Andreja Savic, former head of the Serbian Security Information Agency, pointed out that it’s hardly surprising that the weapons used during the terrorist attacks in Paris both in January and in November 2015 came from the Balkans.
"The Zastava Oruzje factory, located in the Serbian town of Kragujevac, the most reputable facility of its kind in the Balkans, was the chief supplier of automatic weaponry for the Yugoslav army, just as it is now the primary supplier of said weapons to the Serbian army. There were plenty of weapons at the military depots in Slovenia, Croatia and Bosnia. And if you recall the bloody civil wars fought in the former Yugoslavia in the 1990s, you can easily imagine how these weapons could have been acquired by organized crime groups or terrorists," Savic told Sputnik.
He singled out Bosnia and Herzegovina (BiH) and the Serbian district of Raska and Kosovo as regions especially notorious in terms of weapon smuggling.

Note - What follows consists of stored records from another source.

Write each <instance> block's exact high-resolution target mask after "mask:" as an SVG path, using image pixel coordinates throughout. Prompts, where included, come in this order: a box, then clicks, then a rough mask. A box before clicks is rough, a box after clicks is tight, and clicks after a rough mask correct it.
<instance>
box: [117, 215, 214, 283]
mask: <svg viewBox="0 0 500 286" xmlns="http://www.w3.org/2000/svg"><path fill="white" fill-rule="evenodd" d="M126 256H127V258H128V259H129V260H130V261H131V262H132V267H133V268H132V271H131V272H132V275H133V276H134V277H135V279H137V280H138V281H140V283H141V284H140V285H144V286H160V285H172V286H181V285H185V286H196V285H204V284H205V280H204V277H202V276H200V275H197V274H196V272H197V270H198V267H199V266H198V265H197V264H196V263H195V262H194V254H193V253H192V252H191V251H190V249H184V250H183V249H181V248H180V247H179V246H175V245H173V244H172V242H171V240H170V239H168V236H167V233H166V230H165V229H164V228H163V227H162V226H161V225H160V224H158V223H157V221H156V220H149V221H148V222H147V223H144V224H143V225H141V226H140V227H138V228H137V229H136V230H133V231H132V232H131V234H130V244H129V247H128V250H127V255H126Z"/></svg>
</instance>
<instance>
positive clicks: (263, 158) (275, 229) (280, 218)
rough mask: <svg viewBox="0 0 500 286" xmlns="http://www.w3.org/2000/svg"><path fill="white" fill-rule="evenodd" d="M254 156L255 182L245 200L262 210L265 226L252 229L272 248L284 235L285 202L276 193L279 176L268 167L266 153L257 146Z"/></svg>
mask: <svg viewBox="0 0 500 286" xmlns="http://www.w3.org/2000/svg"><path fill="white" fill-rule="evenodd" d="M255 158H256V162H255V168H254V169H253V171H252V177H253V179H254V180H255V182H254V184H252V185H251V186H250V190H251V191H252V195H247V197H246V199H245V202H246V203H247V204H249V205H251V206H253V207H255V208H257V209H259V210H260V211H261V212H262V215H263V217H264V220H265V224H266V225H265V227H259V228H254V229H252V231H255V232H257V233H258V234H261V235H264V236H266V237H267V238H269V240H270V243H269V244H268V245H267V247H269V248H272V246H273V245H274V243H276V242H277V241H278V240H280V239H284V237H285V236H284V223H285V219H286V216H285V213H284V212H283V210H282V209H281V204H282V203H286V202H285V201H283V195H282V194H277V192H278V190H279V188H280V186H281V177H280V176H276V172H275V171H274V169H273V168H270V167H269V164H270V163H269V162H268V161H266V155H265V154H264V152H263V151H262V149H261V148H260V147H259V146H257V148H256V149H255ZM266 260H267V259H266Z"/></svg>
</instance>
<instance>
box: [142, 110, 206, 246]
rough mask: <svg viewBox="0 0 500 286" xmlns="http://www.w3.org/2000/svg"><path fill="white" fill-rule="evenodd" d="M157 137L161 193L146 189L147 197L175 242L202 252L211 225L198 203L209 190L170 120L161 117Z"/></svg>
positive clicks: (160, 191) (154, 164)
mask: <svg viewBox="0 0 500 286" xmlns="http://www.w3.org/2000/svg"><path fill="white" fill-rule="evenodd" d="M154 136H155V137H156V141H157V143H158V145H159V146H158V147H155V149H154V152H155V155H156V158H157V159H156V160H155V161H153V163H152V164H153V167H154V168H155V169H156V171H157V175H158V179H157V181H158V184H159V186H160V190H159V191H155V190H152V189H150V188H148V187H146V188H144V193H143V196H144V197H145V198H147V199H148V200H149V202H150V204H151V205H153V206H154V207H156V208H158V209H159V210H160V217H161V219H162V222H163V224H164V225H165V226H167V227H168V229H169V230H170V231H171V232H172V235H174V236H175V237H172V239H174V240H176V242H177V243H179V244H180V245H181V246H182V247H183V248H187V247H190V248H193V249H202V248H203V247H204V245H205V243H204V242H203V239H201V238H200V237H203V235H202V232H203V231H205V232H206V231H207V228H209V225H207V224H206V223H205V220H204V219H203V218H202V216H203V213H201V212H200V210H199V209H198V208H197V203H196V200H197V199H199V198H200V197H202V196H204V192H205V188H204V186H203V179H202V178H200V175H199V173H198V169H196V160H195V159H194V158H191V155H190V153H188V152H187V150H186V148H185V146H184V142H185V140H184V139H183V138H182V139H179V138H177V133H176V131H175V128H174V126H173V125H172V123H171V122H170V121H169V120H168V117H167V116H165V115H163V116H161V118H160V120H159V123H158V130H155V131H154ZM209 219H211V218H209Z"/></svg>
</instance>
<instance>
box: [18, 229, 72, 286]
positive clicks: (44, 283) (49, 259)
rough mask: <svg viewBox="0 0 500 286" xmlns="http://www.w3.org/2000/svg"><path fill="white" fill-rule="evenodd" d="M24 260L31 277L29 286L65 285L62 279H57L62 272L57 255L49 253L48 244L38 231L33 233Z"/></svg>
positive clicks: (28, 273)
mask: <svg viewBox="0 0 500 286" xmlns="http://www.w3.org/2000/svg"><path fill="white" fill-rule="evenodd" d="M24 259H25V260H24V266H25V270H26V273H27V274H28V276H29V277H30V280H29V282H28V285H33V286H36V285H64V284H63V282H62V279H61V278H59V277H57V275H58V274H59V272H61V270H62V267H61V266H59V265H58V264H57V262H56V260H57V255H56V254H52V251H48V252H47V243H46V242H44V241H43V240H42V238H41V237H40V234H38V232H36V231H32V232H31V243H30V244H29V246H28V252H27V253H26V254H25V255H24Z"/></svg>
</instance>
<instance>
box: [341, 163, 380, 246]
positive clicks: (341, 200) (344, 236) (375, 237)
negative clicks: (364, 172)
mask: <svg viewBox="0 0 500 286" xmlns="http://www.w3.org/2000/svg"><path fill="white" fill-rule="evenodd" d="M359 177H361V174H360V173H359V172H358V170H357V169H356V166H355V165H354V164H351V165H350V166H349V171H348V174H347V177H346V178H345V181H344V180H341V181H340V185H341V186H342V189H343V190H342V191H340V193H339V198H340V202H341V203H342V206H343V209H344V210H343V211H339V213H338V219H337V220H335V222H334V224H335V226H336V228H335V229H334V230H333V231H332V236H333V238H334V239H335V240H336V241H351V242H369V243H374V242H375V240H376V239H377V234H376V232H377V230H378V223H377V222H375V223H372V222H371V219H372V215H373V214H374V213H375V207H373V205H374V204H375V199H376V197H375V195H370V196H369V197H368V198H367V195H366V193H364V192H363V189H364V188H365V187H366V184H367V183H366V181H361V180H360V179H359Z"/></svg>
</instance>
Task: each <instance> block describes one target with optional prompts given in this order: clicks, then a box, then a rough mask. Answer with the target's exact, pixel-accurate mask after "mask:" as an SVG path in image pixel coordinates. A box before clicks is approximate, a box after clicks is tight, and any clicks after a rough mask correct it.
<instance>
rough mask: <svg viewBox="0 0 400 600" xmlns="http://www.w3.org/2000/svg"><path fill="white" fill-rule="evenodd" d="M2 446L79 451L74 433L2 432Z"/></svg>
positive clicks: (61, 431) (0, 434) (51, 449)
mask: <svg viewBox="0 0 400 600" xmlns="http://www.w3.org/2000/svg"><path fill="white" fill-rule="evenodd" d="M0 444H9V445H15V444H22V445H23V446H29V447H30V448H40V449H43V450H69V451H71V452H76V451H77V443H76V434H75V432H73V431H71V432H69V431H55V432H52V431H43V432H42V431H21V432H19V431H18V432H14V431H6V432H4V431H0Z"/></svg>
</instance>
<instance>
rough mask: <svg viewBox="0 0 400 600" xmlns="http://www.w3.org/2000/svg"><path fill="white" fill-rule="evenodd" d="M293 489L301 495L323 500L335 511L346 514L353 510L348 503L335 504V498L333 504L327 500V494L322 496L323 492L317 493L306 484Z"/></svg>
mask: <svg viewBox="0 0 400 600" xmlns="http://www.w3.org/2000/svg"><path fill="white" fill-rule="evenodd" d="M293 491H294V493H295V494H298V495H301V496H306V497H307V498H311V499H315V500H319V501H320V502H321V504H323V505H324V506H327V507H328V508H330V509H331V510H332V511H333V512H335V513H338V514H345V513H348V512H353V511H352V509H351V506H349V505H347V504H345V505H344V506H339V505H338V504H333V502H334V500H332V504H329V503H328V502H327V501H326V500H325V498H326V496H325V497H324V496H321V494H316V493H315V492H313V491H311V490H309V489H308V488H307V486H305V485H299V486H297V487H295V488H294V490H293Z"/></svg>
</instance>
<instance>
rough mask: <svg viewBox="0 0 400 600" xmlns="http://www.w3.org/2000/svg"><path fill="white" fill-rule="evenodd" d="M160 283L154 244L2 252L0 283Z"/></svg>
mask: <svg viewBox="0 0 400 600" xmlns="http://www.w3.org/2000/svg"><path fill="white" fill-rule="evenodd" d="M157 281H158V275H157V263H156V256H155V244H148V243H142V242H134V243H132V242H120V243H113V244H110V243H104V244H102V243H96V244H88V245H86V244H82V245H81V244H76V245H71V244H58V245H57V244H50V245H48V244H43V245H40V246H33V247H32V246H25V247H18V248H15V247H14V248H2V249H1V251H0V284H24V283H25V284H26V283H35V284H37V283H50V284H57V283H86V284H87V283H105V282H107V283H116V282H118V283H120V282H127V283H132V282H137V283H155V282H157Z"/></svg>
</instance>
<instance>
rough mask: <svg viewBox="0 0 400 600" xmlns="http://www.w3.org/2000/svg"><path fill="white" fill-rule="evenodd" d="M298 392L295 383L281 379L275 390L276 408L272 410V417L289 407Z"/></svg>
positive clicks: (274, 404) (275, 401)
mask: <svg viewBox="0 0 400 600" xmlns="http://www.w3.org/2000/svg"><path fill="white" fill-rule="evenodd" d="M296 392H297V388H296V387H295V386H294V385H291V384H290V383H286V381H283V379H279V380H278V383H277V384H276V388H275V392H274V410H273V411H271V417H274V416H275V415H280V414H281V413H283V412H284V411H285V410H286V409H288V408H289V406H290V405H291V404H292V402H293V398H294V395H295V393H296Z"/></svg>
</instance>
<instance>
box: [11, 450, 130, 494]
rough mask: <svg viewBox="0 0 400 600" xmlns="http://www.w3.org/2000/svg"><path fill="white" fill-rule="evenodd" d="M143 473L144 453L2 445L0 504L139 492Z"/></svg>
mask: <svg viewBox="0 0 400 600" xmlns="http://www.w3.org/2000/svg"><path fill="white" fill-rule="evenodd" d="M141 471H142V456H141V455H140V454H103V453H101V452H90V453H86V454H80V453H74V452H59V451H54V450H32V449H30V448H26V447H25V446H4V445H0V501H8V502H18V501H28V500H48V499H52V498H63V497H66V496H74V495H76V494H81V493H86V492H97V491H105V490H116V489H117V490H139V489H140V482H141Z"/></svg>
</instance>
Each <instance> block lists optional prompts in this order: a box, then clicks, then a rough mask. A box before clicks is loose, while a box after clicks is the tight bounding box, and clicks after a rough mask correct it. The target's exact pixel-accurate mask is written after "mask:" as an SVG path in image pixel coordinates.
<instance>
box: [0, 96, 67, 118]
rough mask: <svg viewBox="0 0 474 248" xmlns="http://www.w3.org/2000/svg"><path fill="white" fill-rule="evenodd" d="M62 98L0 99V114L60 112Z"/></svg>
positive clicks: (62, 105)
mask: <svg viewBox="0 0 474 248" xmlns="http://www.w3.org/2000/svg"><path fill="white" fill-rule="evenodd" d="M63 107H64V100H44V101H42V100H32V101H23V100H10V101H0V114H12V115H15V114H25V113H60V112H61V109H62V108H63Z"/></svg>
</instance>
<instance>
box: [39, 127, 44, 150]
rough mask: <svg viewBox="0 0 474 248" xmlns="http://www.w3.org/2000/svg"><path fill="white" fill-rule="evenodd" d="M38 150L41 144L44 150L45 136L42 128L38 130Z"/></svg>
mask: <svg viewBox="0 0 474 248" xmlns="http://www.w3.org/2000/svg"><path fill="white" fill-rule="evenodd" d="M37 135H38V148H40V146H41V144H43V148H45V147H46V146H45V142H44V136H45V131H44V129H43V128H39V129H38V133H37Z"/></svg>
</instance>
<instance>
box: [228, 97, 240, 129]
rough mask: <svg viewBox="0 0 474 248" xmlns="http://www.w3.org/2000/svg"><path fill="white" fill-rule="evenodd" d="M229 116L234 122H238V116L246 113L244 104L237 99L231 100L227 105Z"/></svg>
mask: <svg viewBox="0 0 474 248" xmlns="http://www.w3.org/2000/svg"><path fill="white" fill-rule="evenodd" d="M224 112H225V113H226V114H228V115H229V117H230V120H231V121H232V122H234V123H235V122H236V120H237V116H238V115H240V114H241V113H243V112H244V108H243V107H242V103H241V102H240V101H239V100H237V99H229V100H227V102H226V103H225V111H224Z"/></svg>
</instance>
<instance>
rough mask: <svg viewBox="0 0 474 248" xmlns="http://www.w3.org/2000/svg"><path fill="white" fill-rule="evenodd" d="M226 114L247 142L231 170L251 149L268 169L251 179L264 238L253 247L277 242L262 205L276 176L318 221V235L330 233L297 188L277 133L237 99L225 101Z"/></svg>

"The cult of weaponry is especially popular in Kosovo; you can find all types of firearms there, though there’s no accurate data on the total number of guns and their owners. The Raska district, a region that attracts considerable attention from the Islamic radicals due to its sizeable Bosnian population and links to Bosnia and Herzegovina, is also a potential risk zone; though there’s also no accurate information pertaining to the number of firearms possessed by the population," Savic said.
"And there are many jihadists living in BiH, especially in the Federation of Bosnia and Herzegovina, who either earned their right to settle there due to their past exploits or by marrying into local families," he added.
Professor Milan Pasanski who works for the Belgrade-based Study of the International Terrorism Forum, shared his opinion.
"The Islamic radicals have training facilities in Bosnia and they also definitely have sizeable stockpiles of weaponry there. It would be logical to assume that some of these groups sell their weapons or provide them to their fellow believers in exchange for funding and logistical support needed to carry out terrorist attacks," Pasanski told Sputnik.